From the sumo-approved stews of Japan to fiery Sichuan broths in China, stay on the boil this winter with Asia’s best hot pots.
When the snow starts to fall in Japan, locals look to the sumo wrestlers’ diet for rib-sticking inspiration. Chanko nabe is a hearty Japanese hot pot brimming with winter vegetables and protein. The recipe for chanko nabe is quite flexible, with beef, salmon, pork or chicken meatballs all worthy additions to the pot. And don’t worry about suddenly expanding to sumo size! This vitamin-packed hot pot will only make you pack on the kilos if you eat it in vast quantities. Another must-try winter dish in Japan is shabu shabu, various cuts of meat and vegetables cooked in a communal pot of broth. For an easy version at home, try this recipe for shabu beef udon noodle soup.

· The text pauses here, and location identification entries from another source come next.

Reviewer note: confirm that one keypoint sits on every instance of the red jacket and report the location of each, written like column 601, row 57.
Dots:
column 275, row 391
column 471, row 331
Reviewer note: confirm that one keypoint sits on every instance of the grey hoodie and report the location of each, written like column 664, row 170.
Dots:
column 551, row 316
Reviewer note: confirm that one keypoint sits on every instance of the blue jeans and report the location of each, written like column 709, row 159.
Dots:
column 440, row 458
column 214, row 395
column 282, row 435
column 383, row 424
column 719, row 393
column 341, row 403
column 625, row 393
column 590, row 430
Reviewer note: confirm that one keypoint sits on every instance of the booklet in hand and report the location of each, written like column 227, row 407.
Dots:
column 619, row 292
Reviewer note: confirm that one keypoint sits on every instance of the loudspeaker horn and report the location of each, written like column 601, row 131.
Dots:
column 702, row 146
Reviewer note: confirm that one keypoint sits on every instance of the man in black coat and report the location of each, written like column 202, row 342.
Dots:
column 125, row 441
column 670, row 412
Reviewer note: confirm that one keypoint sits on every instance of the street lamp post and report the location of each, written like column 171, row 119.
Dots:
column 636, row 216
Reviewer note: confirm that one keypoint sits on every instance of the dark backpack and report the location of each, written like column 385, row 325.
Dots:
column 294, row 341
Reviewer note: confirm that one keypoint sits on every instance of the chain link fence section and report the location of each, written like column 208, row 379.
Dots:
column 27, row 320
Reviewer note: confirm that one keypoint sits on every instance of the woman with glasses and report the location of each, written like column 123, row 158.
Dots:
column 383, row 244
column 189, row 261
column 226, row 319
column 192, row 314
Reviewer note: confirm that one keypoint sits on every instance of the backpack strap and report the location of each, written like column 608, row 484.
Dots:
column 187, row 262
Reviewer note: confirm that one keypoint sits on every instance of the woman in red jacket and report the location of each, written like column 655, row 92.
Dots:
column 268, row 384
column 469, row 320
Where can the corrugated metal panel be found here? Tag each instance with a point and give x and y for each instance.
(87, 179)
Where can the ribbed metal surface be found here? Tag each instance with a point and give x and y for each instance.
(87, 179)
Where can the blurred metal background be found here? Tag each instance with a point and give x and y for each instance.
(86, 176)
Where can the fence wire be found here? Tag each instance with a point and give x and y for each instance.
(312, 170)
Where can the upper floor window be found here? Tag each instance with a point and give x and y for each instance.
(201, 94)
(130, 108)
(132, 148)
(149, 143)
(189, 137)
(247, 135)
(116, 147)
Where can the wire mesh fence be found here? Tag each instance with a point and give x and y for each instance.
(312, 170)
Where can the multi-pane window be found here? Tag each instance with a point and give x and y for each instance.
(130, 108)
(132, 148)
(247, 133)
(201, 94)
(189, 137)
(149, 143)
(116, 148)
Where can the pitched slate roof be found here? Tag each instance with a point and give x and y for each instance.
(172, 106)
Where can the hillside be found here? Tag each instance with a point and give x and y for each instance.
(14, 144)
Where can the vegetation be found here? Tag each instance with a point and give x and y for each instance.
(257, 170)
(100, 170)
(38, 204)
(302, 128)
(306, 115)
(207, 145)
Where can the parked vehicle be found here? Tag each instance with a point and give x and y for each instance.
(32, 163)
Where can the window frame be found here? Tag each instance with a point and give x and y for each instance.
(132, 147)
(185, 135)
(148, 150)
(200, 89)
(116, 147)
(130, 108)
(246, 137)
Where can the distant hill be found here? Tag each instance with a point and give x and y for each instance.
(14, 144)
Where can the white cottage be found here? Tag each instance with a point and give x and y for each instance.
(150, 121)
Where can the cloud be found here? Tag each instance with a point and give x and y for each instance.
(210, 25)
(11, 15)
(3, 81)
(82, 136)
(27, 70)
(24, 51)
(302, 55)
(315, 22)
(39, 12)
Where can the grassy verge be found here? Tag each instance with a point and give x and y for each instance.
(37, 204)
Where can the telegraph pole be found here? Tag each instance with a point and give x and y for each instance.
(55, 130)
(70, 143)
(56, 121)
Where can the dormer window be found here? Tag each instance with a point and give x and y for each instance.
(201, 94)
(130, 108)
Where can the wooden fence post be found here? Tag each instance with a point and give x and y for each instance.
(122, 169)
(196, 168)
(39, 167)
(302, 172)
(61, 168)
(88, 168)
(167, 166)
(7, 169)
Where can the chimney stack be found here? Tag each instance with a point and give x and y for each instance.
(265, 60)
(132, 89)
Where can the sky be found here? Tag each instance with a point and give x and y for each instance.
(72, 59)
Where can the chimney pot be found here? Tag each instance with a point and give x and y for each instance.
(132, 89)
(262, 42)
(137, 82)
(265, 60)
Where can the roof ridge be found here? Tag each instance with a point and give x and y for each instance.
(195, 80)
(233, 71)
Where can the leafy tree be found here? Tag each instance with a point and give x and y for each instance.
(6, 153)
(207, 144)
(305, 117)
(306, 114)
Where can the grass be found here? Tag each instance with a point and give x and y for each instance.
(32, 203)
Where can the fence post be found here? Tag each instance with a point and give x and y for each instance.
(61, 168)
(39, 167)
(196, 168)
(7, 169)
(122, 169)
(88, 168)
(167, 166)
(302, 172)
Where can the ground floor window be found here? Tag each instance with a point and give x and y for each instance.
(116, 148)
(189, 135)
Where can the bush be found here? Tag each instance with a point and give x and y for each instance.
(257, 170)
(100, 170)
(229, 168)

Take a leaf out of the Chinese book by gathering around a steaming hot pot this winter. If you can’t make it to one of these top Sichuan hot pot restaurants around Australia, create a cheat’s version at home by making this simmered beef hot chilli soup recipe, loaded with Sichuan peppercorns. Another cosy Chinese option is this spicy tofu hot pot, flavoured with garlic, leeks and four types of chilli!
Winter in Korea means it’s time to get jjigae with it – no, where not talking about some new Gangnam-style dance craze, but rather Korea’s traditional hot pots, called jjigae. Try this authentic recipe for soft tofu hot pot with seafood and pork, or embrace the earthy flavours of this rustic hot pot with soybean paste. For a quirky fusion version, try Korean army stew, loaded with American ingredients such as instant noodles and spam.
Hot pots are decidedly more delicate in Thailand, where the temperature never gets too chilly. But we still love warming up with a hot pot of tom yum seafood, especially one that embraces the ancient art of claypot cooking.